Tintri bankruptcy deal gives DataDirect an enterprise path
After weeks of uncertainty, the Tintri bankruptcy saga has been resolved.
DataDirect Networks (DDN) said it will pay nearly $60 million for Tintri and plans to reveal the product roadmap by December. According to a published report, DDN’s bid topped an offer from Austin, Texas, hedge fund ESW Capital. U.S. District Bankruptcy Court Judge Kevin Carey reportedly approved the terms of DDN’s asset purchase following an auction that spanned six rounds of bidding over two days.
DDN said its immediate plan is to restart service and support for existing Tintri customers as soon as this week. DDN and Tintri signed a letter of intent in July.
Considering Tintri’s financial woes, industry observers wondered if Tintri could be had for pennies on the dollar. Legal news website Law360, citing court documents, said DDN’s final offer of $53.8 million was nearly $14 million higher than its stalking horse bid of $40 million. According to Law360, Santa Clara, Calif.-based DDN reportedly will provide $35 million in cash and $15 million in guaranteed royalty payments to be spread over a three-year period, followed by nonguaranteed royalties in the ensuing years.
DDN subsequently disclosed its acquisition price at $60 million. DDN officials must have had an inkling a favorable decision was forthcoming. The vendor is attending VMworld this week, a trade show where it has never had much of a presence. Company representatives at Tintri’s trade booth cracked open champagne to celebrate the news.
Tintri had already bought a booth at VMworld before it went belly up. The signage on that booth read, “Tintri by DDN.” As late as Tuesday, however, reports circulated that a private equity fund was making a last-minute play for Tintri and the judge pushed back his decision one day.
Aside from the Tintri virtualization technology, DDN will inherit Tintri’s 1,500 customers, which include 21 Fortune 1000 firms. The customer list includes AMD, Avaya, Chevron, Comcast, NASA, SONY and Toyota.
“This is a great opportunity for us to expand into the enterprise space,” DDN president Paul Bloch said. He said Tintri’s “fantastic file system” provides a counterpoint to DDN’s Gluster parallel file system-based flagship storage for high-performance computing.
Bloch said DDN plans to boost Tintri headcount to about 200 employees within the next year. “We plan for Tintri to be in the black within a year,” Bloch said.

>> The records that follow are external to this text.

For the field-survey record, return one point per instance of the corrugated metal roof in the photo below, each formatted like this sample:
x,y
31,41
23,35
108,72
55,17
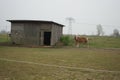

DDN said it plans “substantial investments” in Tintri’s roadmap in areas that include analytics, databases, NMVe flash and server virtualization.
DDN said Tintri will operate as a separate engineering, sales and support division. As the Tintri bankruptcy process unfolded, the vendor’s customers expressed fears it would interrupt maintenance and support. DDN said it would honor those existing agreements.
According to Tintri bankruptcy filings, the Mountain View, Calif., vendor owes about $8.8 million to creditors and has a cash balance of about $200,000. Tintri laid off about 75% of its workforce to cut costs, although that alone was not sufficient to outrun mounting losses.
The Tintri bankruptcy capped a stunning fall for the once-promising company, which carved a niche in the all-flash market by selling virtualization arrays to VMware shops. The company completed an ill-fated initial public offering in June 2017, an undertaking it took when private funding dried up.
Tintri filed to raise $109 million, but its IPO was postponed due to lackluster interest. When it popped, shares opened at $7, well off the $11 target. By June, Tintri shares dropped to penny-stock status.
CEO Thomas Barton resigned in June, less than two weeks after Tintri sought Chapter 11 protection. Barton took the reins in April, but stepped down when he could not cobble together a funding deal.
Tintri claims to have between 1,000 and 5,000 creditors. FlexTronics International, Tintri’s chief manufacturing partner, ceased shipping products this year, citing unpaid bills. According to court documents, FlexTronics is owed $4.48 million, which accounts for about half of Tintri’s outstanding debt.